Il datore di lavoro, nonchè titolare del trattamento dei dati personali, deve verificare che le misure tecnico-organizzative e i software utilizzati siano adeguati a tutelare la riservatezza di chi invia le denunce di possibili comportamenti illeciti (whistleblowing).

Il Garante per la protezione dei dati personali ha, conseguentemente, sanzionato un’università per aver reso accessibili on line i dati identificativi di due persone che avevano segnalato all’ateneo possibili illeciti.

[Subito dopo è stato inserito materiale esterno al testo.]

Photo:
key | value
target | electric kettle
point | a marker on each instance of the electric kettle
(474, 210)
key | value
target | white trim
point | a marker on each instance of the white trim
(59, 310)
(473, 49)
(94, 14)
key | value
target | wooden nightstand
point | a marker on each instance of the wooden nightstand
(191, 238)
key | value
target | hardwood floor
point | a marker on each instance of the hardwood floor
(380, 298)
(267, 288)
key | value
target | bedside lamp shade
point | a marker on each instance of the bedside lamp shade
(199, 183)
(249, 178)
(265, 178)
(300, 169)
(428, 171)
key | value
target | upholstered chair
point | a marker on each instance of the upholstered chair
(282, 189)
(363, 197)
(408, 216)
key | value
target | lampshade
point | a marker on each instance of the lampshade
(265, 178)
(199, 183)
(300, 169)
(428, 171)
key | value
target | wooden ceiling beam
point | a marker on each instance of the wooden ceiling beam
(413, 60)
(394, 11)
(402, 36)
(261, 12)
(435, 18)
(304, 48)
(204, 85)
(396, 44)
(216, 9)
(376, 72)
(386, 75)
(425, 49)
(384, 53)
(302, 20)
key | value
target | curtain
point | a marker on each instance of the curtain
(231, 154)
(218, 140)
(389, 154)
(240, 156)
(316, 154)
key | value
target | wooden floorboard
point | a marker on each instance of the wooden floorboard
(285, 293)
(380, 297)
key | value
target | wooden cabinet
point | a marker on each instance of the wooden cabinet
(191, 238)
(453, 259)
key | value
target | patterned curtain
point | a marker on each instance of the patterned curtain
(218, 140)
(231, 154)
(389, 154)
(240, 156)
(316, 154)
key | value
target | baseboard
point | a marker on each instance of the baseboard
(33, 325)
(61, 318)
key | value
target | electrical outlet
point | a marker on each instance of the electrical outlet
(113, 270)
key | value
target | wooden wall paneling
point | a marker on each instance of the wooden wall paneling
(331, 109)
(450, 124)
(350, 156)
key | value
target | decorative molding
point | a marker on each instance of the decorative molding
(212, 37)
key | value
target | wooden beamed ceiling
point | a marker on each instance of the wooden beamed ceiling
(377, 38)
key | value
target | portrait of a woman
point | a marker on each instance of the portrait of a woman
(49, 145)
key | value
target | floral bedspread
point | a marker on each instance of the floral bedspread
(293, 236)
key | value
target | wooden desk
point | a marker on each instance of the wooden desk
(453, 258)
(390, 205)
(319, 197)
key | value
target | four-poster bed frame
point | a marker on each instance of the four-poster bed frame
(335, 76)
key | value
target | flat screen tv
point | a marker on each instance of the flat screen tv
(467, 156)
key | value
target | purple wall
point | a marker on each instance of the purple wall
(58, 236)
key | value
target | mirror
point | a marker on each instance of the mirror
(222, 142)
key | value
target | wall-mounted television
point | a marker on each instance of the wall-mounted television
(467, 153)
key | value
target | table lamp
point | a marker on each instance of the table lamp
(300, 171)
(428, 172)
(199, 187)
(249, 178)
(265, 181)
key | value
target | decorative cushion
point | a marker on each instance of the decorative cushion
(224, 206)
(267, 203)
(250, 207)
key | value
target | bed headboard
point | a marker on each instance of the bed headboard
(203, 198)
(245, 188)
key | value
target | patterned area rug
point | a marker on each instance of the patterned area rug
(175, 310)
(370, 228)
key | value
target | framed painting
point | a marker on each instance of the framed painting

A sua difesa l’università aveva dichiarato che, a causa di un aggiornamento della piattaforma software utilizzata, si era verificata la sovrascrittura accidentale dei permessi di accesso ad alcune pagine web interne dell’applicativo usato per il whistleblowing. 
Ciò aveva reso possibile a chiunque consultare i nomi e altri dati di coloro che avevano inviato segnalazioni riservate. Tali informazioni erano di conseguenza state indicizzate da alcuni motori di ricerca fino a che l’università, dopo essere venuta a conoscenza del problema, era intervenuta per farli deindicizzare e cancellare le relative copie cache.

Durante l’istruttoria è emerso che la violazione dei dati personali (data breach) era riconducibile all’assenza di adeguate misure tecniche per il controllo degli accessi, che avrebbero consentito di limitare la consultazione al solo personale autorizzato.
In base al Regolamento europeo GDPR n. 2016/679, spetta al titolare del trattamento (in questo caso l’ateneo) mettere in atto misure tecniche e organizzative per garantire un livello di sicurezza adeguato al rischio.
Tra queste misure rientra anche una procedura per testare, verificare e valutare regolarmente l’efficacia delle misure di protezione adottate.
L’università si era, invece, limitata a recepire  le scelte progettuali del fornitore dell’applicativo che non prevedeva la cifratura dei dati personali (identità del segnalante, informazioni relative alla segnalazione, eventuale documentazione allegata), né l’adozione di un protocollo di trasmissione che garantisse una comunicazione sicura, sia in termini di riservatezza e integrità dei dati scambiati, sia di autenticità del sito web visualizzato da chi invia le segnalazioni.
La gravità della violazione risulta acuita dal particolare regime di riservatezza stabilito dalla legge n. 179 del 30 novembre 2017 e dalle norme in materia di whistleblowing, a tutela degli interessati.

Il Garante, quindi, dopo aver accertato l’illecito trattamento dei dati e l’omesso adempimento degli obblighi di sicurezza imposti dal GDPR – tenendo comunque conto che la violazione ha riguardato solo due persone e che l’Ente ha attivamente cooperato nel corso dell’istruttoria – ha inflitto all’ateneo una sanzione amministrativa di 30.000 euro.